Part of the challenge is that not all states recognize same-sex marriages, therefore not all states are equipped to deal with the challenge of same-sex divorces. Generally speaking, the right to obtain a divorce in any state depends on two factors. First, the parties must have a legal relationship that is recognized by that state. Second, the married persons must meet the state’s residency requirements.
Once more, a small percentage of U.S. states recognize same-sex marriages. That means same-sex couples who seek to obtain a legal divorce in states that don’t allow same-sex marriages will meet with courts that aren’t prepared to handle the case.
Consider this example. If both members in the same-sex marriage lived in Connecticut at the time of their union, but move to another state that fails to accept same-sex marriages, that couple can’t legally divorce in the new states because they aren’t legally married there. And that’s not the only challenge. The same-sex couple who moved to the new state no longer qualifies for Connecticut residency and therefore is not eligible to obtain a divorce there.
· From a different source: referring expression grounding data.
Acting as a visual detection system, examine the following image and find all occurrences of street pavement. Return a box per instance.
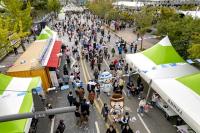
[44,14,177,133]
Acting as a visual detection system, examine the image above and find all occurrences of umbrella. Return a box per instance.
[100,71,112,79]
[61,85,70,90]
[87,81,97,85]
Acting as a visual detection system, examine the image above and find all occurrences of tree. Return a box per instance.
[134,7,154,50]
[188,44,200,59]
[157,9,200,59]
[47,0,61,17]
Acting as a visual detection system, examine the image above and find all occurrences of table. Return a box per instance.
[157,99,178,118]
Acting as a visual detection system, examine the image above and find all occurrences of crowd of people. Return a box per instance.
[49,11,148,133]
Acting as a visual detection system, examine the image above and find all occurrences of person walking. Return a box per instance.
[106,125,116,133]
[74,108,81,126]
[88,90,95,106]
[137,98,146,116]
[56,120,66,133]
[101,103,109,122]
[111,47,115,57]
[122,125,133,133]
[46,103,54,121]
[120,112,130,130]
[95,82,101,100]
[67,91,74,106]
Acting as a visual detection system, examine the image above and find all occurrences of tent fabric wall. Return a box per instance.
[151,78,200,133]
[0,76,41,133]
[7,68,50,91]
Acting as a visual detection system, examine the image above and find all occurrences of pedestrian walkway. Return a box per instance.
[108,27,159,50]
[0,37,34,73]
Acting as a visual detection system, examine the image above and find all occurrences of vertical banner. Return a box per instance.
[49,71,59,87]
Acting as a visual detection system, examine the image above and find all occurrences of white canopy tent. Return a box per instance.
[112,1,144,9]
[151,73,200,133]
[126,36,198,82]
[140,63,199,83]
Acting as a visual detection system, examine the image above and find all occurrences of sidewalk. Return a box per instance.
[107,27,159,50]
[0,37,34,74]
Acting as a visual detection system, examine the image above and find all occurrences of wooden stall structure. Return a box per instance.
[7,41,51,91]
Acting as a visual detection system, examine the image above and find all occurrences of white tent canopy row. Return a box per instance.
[152,78,200,133]
[125,36,199,82]
[61,4,84,12]
[178,10,200,19]
[112,1,145,9]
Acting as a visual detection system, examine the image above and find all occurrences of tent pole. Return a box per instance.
[0,106,76,122]
[146,79,152,102]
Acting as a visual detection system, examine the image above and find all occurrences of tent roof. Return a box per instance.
[112,1,144,8]
[177,73,200,96]
[0,74,41,133]
[7,41,47,72]
[37,33,49,40]
[37,26,54,40]
[152,76,200,133]
[141,63,199,83]
[142,36,185,65]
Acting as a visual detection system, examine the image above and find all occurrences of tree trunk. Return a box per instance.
[140,36,143,50]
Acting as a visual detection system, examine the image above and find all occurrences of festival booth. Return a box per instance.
[0,74,41,133]
[126,36,199,83]
[151,73,200,133]
[7,26,62,91]
[125,36,199,123]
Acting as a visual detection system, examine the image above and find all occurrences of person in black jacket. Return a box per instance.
[67,91,74,106]
[56,120,66,133]
[106,125,116,133]
[122,125,133,133]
What about states that do recognize same-sex marriages? What are the legal parameters for getting divorced? Let’s use Connecticut again as our example. A same-sex couple that gets married in Connecticut can obtain a divorce there as long as one of the parties still resides in Connecticut at the time of the divorce action. Same-sex couples who make a transitory visit to Connecticut for the purposes of becoming married will not thereby confer divorce jurisdiction on the Connecticut courts.
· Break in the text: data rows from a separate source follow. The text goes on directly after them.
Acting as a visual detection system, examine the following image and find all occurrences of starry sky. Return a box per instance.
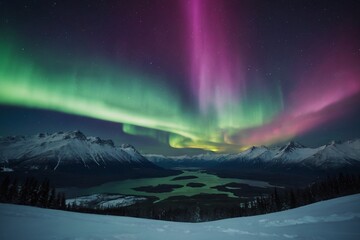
[0,0,360,155]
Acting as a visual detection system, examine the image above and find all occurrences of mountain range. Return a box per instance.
[146,140,360,171]
[1,131,359,184]
[0,131,178,186]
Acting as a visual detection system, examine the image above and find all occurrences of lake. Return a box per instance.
[64,170,278,201]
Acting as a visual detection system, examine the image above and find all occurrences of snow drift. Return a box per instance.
[0,194,359,240]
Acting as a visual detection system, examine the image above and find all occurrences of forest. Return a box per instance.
[0,176,66,210]
[1,173,360,222]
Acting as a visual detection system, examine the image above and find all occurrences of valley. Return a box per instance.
[61,170,279,201]
[1,132,360,222]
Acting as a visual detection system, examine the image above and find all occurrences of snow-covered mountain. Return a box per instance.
[0,131,157,172]
[302,140,360,169]
[146,140,360,170]
[1,194,360,240]
[1,132,359,173]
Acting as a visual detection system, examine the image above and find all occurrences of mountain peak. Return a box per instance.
[287,141,305,148]
[62,130,87,141]
[120,143,136,149]
[328,140,343,146]
[87,136,115,147]
[0,131,156,171]
[249,146,257,151]
[279,141,305,152]
[249,145,267,151]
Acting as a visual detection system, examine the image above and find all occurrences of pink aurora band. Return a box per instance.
[184,0,360,148]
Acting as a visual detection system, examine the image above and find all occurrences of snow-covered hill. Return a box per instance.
[146,140,360,170]
[1,194,359,240]
[0,131,156,172]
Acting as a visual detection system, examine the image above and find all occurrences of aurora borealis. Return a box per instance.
[0,0,359,154]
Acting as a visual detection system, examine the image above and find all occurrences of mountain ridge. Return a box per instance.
[0,130,183,187]
[1,131,360,172]
[146,139,360,170]
[0,130,157,172]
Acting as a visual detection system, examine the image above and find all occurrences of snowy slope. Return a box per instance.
[303,140,360,168]
[0,131,154,171]
[1,194,359,240]
[273,142,319,163]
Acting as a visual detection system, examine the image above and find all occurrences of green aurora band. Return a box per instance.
[0,41,283,152]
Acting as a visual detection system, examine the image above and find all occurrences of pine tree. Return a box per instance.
[29,178,40,206]
[289,189,297,209]
[7,178,19,203]
[273,187,282,211]
[38,179,50,207]
[0,176,10,201]
[60,193,66,209]
[48,188,56,208]
[56,192,62,209]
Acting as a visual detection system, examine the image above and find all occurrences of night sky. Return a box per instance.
[0,0,360,155]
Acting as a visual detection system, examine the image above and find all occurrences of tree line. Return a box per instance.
[0,176,66,210]
[241,172,360,217]
[1,173,359,222]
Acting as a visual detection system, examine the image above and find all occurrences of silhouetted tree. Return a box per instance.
[0,176,10,201]
[19,178,30,204]
[60,193,66,209]
[7,178,19,202]
[273,187,282,211]
[38,179,50,207]
[289,189,297,209]
[48,188,56,208]
[29,178,40,205]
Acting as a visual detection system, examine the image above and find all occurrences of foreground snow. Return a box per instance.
[1,194,360,240]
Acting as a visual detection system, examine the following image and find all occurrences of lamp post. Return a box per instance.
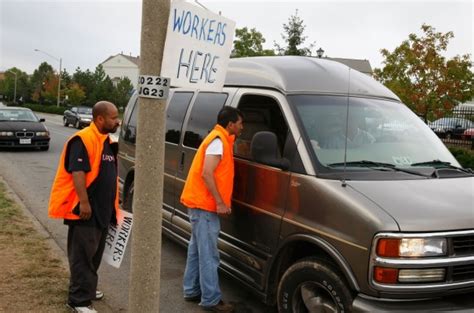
[316,47,325,58]
[34,49,62,107]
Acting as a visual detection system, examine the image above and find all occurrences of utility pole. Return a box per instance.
[129,0,169,312]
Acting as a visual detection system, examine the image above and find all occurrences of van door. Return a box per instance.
[172,91,235,239]
[221,90,297,289]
While obtaining same-sex divorce in Connecticut is “conventional” in all respects – including the jurisdictional requirements, grounds, division of property, child custody, alimony, and so on-gay and lesbian couples considering contracting a same-sex marriage in Connecticut should prepare for the possibility that they may relocate outside the state during their marriage and be left with no practical means of ending it if the need arises.